If you cannot determine for yourself whether death is a viable alternative to life, should next of kin get to make that decision for you? We all like to think that our loved ones would hang on to us as long as they can, but with each passing generation our lifetime is extended beyond past generations, thanks to medical intervention. As crass as it sounds, if next of kin are allowed to make the decision, will the emotional and financial burden of caring for ailing family members encourage euthanasia? Will obtaining the spoils of a patient’s estate play a role in determining a patient’s future, or lack thereof? Also, will physician-assisted suicide negate an insurance payment to the deceased’s survivors, and, if so, for that reason will kinfolk deny your wish to die?
To some degree we already have people making life and death decisions for others. Family members or guardians already place Do Not Resuscitate (DNR) orders on the chronically ill. There are news reports of parents refusing proven medical procedures for their children and opting for cultural and/or alternative treatments which, in most instances, end in death.

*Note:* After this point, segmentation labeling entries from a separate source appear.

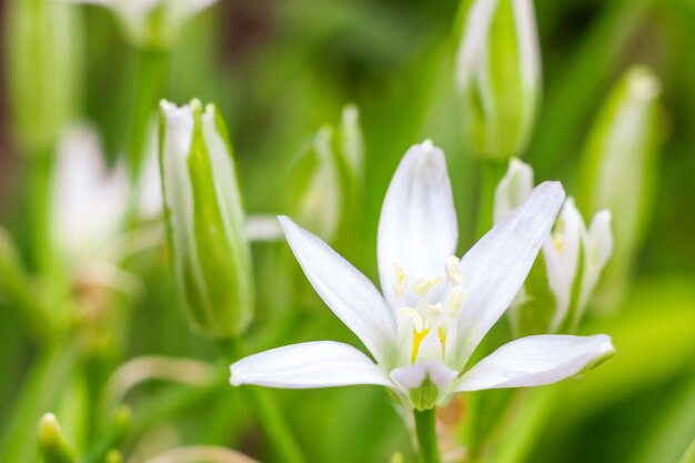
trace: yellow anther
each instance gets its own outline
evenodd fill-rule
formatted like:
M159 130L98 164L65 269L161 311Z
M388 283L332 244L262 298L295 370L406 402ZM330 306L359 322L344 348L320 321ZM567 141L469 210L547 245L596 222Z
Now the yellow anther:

By the sounds of things, thankfully only physicians will be allowed to assist in the dying with dignity option. Talk about a tough job. The fact is, most of us struggle with euthanizing a sick and suffering family pet. So how do we ask doctors to do what we ourselves couldn’t do, which is to end a person’s life? Doctors take the Hippocratic Oath, which is basically to do no harm to their patients. Will we exempt doctors from assisting with a suicide if they conscientiously object based on their oath and the first commandment “thou shall not kill”? Then again, doctors already play that role to some degree by recommending to next of kin that there be no further medical treatment and comfort family members by saying they will keep the patient pain free to the end, or that patients be disconnected from life support systems.

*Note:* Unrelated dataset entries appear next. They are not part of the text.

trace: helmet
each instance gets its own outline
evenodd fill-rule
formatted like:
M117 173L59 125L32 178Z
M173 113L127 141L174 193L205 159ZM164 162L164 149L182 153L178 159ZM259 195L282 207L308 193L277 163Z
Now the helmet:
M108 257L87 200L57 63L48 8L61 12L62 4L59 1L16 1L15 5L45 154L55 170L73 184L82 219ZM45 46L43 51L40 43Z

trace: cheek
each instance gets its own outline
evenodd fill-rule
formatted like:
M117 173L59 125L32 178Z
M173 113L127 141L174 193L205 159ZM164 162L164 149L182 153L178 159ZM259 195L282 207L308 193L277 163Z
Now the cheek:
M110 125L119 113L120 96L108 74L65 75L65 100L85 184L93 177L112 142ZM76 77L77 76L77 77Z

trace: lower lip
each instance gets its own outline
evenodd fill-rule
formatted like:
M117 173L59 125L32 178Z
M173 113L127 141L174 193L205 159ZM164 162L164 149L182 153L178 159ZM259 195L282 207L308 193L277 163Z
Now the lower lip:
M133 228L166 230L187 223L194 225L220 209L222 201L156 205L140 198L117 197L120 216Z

In 1930 the life expectancy at birth was 59.7 years. Fast forward to 2010 and life expectancy at birth is 78.7 years. In less than a century, we have added about 20 years to the average lifespan at birth. With extended life come the greater cost to publicly funded health care, home and senior care and pension sustainability. Will these issues, subliminally or otherwise, impact on the outcome of those having to draft legislation?

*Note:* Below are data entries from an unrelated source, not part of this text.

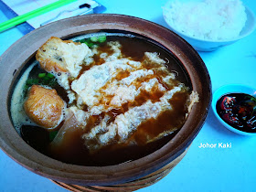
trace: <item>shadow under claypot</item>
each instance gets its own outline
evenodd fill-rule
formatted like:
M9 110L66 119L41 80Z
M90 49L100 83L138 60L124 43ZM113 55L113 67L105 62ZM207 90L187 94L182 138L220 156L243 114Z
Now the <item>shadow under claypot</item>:
M50 37L69 39L88 33L112 30L133 33L172 54L182 65L192 90L198 93L199 102L195 103L185 124L167 144L134 161L115 165L84 166L65 164L40 154L20 137L12 124L10 97L17 78L35 57L38 48ZM186 155L206 120L211 102L211 82L208 69L188 43L159 25L121 15L75 16L32 31L16 41L0 58L0 147L26 168L74 191L127 191L157 182Z

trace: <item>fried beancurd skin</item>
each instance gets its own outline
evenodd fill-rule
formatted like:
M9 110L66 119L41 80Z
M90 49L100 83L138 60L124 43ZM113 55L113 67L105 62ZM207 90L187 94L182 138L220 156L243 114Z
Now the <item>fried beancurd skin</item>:
M54 128L60 123L65 103L56 90L49 90L39 85L33 85L28 98L24 103L27 116L37 124L47 128Z
M85 44L51 37L39 48L36 59L48 72L69 72L76 77L84 58L90 53Z

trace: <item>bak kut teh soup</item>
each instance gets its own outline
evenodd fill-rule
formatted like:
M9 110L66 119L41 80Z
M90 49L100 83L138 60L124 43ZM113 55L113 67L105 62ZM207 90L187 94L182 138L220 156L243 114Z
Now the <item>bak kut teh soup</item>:
M110 165L162 147L198 101L178 61L152 42L108 33L52 37L18 80L11 115L40 153Z

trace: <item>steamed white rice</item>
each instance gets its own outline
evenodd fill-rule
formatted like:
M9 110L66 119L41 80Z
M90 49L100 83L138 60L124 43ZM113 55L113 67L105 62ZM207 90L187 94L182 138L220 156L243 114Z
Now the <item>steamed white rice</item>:
M177 31L206 40L238 37L247 19L240 0L170 1L164 16Z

The court ruling includes assisted suicide for those suffering from an intolerable, irremediable psychological illness. How will it be determined that a patient suffering from a psychological illness, which affects the mind, has the mental competence to end their life?
As hard as it is to watch a person we love die, it is harder to watch that person suffer from unbearable pain resulting from an incurable disease. For that reason I can support the dying with dignity camp, but only if it is the decision of the person asking for a peaceful and painless death. Besides, it saves the family bickering and/or putting a burden of guilt on kinfolk to make that decision.
I expect this legislation will divide Canadians much like the death penalty and abortion issues did. The legislation will necessarily have to have strict controls; and doctors should be allowed to determine individually whether or not they will aid in the procedure. And we will individually govern ourselves if faced with this dilemma.
Just an afterthought, but maybe we should just send this issue back to the unelected Supreme Court jurists and let them draft the legislation they want and save the money and years of time on challenges to whatever legislation an elected government might draft.